Grammar and Data Management | 2018

One of the largest challenges for analysts that are developing data management plans are ones that involve organizing and making sense out of data that allows for free form text. Any time users are able to enter information into systems with free form text they inherit mistakes that are natural to human input. Typos, spelling mistakes, and grammatical errors can be found throughout open ended data.

These challenges can make it difficult to organize and account for all variations of data provided by users. A simple typo can change someone talking about a “Tree” to being entered into the data entry fields as “Three”. This typo of situation can only be minimized by developing systems that have a grammar check, spell check, and format check built into the data entry fields. With these elements in place users will be able to review and check their work before submitting to larger databases of information.

The first thing a data management analyst should investigate when starting a project that includes data with open ended input is to see what checks and safety mechanisms are in place to account for possible errors. If there are not sufficient checks in place than it is the responsibility of a data manager to coordinate with project and system developer leads to push for the implementation of these checks.

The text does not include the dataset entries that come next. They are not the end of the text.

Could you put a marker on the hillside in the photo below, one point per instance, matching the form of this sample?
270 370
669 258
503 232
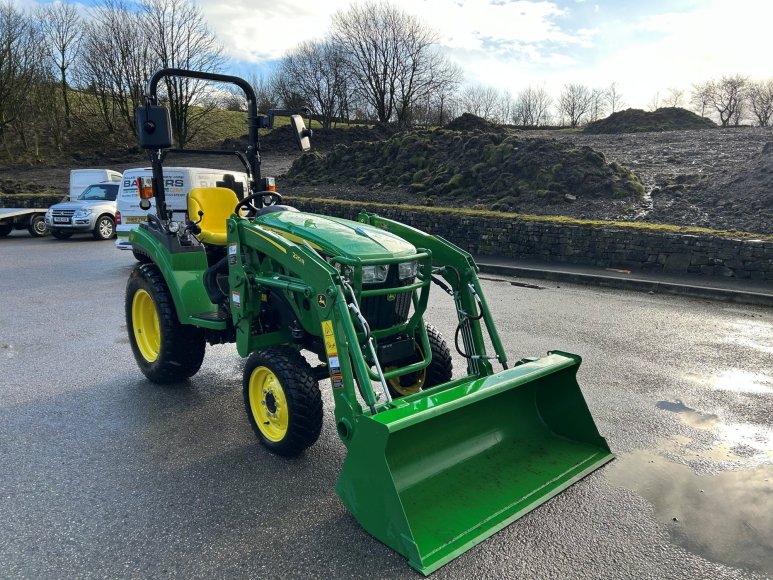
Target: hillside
498 170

If adding these checks are not possible an analyst should prepare a risk document that walks stake holders through the possible errors and impact the lack of these checks may have on their overall system. This maybe a difficult document to complete but should include the fields where data may have possible errors, examples of what these errors may be, and possible solutions to identify these errors when including the data in a higher enterprise data management plan.

Data Management plans should clearly identify all systems that have risks of including data with grammar, spelling, and typing mistakes. If this is not included in the overall data management plan than long term and costly errors can be made by systems and decision makers.

How does your organization account for these type of data management trials?